Days 2 – 5: Stir with wooden or plastic utensil.
Day 6: Add 1 1/2 c. flour, 1/2 c. sugar, and 1 c. milk.
Days 7 – 9: Stir.
Day 10: Bake (recipes below).

After the first ten days, feed the starter every 5 – 10 days. It is a living thing and requires nutrition to keep going. It will rise up overnight into a bubbly mass if it is healthy. If it starts to rise less, lose its bubbly texture, or quits rising altogether, it needs to eat. Feed it:

1 1/2 c. flour
1/2 c. sugar
1 c. whole milk (I use 1% with a little half and half)

You can add half this amount (3/4 c. flour, 1/4 c. sugar, 1/2 c. milk) if your starter is getting too big.

Every ten days or so, you should bake a loaf. You can bake more often if you like; just feed the starter whenever you remove some for baking. If you can’t bake very often and your starter gets too big, you can freeze it, refrigerate it, discard some of it, or–heaven forbid–give some to a friend along with a copy of the recipe.

All of these breads have a hearty whole wheat texture. Most are still on the sweet side, but they’re closer to bran muffins than cakes. Most also include buttermilk, which add an extra bit of sourness–perfect for the sour among us, without enough friends to share.

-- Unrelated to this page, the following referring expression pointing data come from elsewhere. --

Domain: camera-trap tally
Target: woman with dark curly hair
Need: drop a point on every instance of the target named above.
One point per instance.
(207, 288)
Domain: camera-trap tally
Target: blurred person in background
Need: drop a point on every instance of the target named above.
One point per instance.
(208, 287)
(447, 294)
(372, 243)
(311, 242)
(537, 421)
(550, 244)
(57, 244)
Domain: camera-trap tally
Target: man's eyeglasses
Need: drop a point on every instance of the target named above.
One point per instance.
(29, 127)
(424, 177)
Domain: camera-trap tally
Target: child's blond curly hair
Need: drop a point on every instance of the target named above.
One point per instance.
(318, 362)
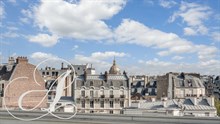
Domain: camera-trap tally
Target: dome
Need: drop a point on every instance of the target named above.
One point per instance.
(114, 69)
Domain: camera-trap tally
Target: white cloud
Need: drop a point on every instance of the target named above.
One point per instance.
(133, 32)
(12, 1)
(177, 58)
(189, 31)
(9, 34)
(99, 59)
(2, 11)
(108, 54)
(156, 62)
(158, 67)
(12, 28)
(27, 16)
(44, 39)
(149, 2)
(216, 36)
(41, 56)
(75, 47)
(167, 3)
(193, 15)
(82, 20)
(206, 53)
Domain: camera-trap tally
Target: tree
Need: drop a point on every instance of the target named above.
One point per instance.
(217, 105)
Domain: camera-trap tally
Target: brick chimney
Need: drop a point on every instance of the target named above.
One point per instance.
(11, 61)
(21, 59)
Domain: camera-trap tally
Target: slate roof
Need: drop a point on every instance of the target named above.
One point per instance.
(6, 71)
(158, 105)
(202, 104)
(188, 82)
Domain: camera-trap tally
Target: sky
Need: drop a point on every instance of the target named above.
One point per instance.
(145, 36)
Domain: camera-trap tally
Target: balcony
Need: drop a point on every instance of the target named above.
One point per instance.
(122, 96)
(111, 96)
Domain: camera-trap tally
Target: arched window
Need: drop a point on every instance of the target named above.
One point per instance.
(121, 92)
(102, 91)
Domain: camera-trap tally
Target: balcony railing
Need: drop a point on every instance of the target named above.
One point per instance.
(122, 96)
(111, 96)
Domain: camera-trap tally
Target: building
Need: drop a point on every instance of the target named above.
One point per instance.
(143, 87)
(16, 78)
(179, 85)
(187, 85)
(190, 106)
(212, 85)
(102, 93)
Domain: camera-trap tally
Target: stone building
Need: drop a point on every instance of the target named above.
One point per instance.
(17, 78)
(102, 93)
(179, 85)
(50, 76)
(143, 87)
(212, 85)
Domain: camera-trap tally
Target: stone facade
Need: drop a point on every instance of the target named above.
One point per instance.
(103, 93)
(22, 74)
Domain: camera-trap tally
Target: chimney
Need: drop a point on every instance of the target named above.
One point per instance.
(211, 101)
(11, 61)
(21, 59)
(164, 100)
(194, 100)
(106, 76)
(61, 65)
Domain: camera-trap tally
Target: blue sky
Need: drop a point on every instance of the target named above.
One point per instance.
(146, 36)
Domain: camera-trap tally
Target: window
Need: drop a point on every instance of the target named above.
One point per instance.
(91, 93)
(102, 92)
(91, 104)
(111, 111)
(102, 103)
(111, 84)
(122, 104)
(83, 93)
(121, 112)
(121, 92)
(111, 104)
(111, 92)
(83, 104)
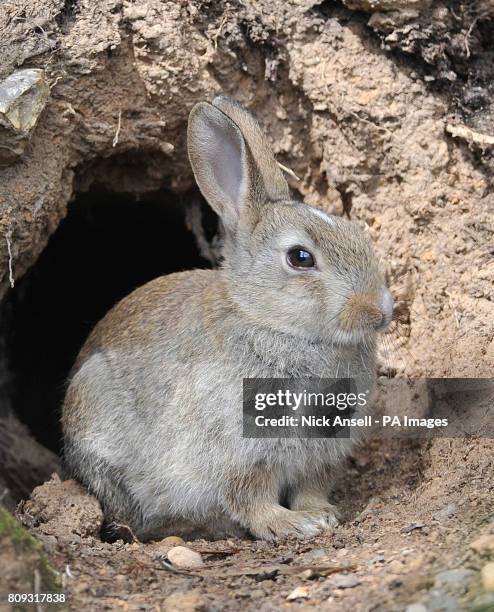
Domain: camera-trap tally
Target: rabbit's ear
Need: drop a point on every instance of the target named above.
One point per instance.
(273, 180)
(225, 167)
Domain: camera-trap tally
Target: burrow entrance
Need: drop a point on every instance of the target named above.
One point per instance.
(108, 245)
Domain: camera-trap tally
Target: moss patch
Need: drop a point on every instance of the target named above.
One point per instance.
(17, 543)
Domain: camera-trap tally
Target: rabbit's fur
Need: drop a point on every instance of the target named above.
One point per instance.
(152, 418)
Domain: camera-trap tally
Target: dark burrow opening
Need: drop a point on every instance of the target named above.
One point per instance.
(107, 245)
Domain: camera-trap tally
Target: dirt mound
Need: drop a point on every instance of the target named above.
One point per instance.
(362, 100)
(409, 520)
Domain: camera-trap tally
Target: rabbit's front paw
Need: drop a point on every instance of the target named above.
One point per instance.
(279, 522)
(327, 513)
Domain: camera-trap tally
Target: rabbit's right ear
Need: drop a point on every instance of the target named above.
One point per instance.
(223, 166)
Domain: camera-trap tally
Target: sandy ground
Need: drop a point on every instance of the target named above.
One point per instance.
(411, 511)
(360, 105)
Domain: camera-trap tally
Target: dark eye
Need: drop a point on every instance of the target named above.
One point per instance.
(300, 258)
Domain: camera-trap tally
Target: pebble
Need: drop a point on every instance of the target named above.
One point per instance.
(487, 574)
(445, 513)
(173, 540)
(485, 543)
(299, 593)
(184, 602)
(346, 582)
(454, 577)
(440, 601)
(185, 558)
(416, 608)
(163, 546)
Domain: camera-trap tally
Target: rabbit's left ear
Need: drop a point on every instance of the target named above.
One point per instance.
(274, 182)
(232, 162)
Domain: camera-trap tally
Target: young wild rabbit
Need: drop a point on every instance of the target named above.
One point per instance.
(152, 419)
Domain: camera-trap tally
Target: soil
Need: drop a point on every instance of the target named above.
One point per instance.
(358, 99)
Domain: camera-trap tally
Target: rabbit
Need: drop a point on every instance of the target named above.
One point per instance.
(152, 418)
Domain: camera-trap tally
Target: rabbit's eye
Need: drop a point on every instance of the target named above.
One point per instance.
(300, 258)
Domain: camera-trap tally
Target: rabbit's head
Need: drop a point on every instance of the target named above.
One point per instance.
(291, 267)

Newlywed Bread Basic Recipe

Preheat oven to 350. Grease 1 loaf pan.

Remove 1 c. starter and place in large mixing bowl. Add to starter:

3 eggs
1/2 c. buttermilk
1 c. melted butter (add to buttermilk to cool before adding to mix)

Whisk together in separate bowl:

2 c. whole wheat flour
1/2 c. oats
2 t. baking powder
1/2 t. baking soda
1 t. salt
2 t. cinnamon
1/2 c. brown sugar

Add dry ingredients to batter mix and stir. Pour into loaf pans and bake one hour. Remove from pan and cool.

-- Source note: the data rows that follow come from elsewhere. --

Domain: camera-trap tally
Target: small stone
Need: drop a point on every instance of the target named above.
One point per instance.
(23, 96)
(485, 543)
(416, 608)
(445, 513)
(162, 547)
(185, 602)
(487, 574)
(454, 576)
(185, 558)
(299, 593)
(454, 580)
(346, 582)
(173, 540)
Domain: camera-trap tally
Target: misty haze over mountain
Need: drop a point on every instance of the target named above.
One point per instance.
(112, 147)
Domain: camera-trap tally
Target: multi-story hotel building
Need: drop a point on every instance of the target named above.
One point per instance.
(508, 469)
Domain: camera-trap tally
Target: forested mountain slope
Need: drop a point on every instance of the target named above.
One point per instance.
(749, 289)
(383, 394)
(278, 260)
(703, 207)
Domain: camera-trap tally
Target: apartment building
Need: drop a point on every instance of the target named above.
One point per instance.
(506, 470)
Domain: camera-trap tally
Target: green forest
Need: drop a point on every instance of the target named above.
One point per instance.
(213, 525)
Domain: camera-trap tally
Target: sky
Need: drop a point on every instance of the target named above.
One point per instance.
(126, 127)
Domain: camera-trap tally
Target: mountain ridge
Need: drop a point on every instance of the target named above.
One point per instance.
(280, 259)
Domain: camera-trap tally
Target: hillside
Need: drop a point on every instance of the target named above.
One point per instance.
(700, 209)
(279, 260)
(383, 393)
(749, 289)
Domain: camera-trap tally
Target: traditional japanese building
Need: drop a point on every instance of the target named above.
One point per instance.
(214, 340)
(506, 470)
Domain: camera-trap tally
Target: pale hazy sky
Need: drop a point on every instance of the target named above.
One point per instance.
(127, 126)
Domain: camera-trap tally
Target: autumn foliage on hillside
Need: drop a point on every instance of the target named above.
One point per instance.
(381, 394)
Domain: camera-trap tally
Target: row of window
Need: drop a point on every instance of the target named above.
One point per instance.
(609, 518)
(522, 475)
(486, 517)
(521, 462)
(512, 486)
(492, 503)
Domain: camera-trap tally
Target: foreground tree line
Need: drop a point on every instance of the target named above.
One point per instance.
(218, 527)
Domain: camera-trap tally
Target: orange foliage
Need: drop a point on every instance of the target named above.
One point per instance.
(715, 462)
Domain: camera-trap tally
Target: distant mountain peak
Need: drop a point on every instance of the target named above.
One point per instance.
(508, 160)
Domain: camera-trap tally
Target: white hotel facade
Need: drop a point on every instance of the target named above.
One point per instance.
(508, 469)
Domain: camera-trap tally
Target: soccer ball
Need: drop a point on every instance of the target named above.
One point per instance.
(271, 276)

I’ve made several variations on this recipe, though the “variations” are often quite different. Below are some favorites.

Sweet Potato Newlywed Bread

Preheat oven to 350. Grease 1 loaf pan.

Mix together in large bowl:

1 c. starter
1/2 c. baked sweet potato, mashed
1/2 c. buttermilk
1/2 c. melted butter (add to buttermilk to cool)
3 eggs

Whisk together:

2 c. whole wheat flour
1/2 c. oats
2 tsp. baking powder
1/2 tsp. baking soda
1 tsp. salt
2 tsp. cinnamon
1/2 tsp. cloves
1/2 tsp. nutmeg
1/2 c. brown sugar

Pour in loaf pan and bake for 1 hour.

Variation: Maple Fig

Replace sweet potato with 1/4 cup pureed fig preserves and 1/2 c. maple syrup. Increase oats to 1 cup.

Irish Soda Newywed Bread

This one is more like a hearty sandwich bread, with only slightly sweet taste, and with the strong soda flavor characteristic of the orignal Irish version. It’s baked as a round rather than in a loaf pan to give it a beautiful crispy crust all over.

Fred prefers this loaf sweeter than I do, so simply increase the sugar to 3/4 cup if you want more of a breakfast bread.

Preheat oven to 400. Grease bottom of cookie sheet.

Mix together in large bowl:

1 c. starter
1 c. buttermilk
2 1/2 tbsp. melted butter (add to butter milk to cool before mixing)

Whisk together:

2 c. oats
1/2 c. whole wheat flour
1/2 – 3/4 c. brown sugar (depending on sweetness you prefer)
1 1/2 tsp. baking powder
1 1/2 tsp. salt

Add dry ingredients to batter and stir until mixture comes together. Turn out on floured surface and knead about 15 strokes. Form into round loaf shape and place on cookie sheet. Bake for 1 hour (check after 45 minutes for doneness.) Brush with melted butter.

New variations keep emerging. I’ll keep you posted.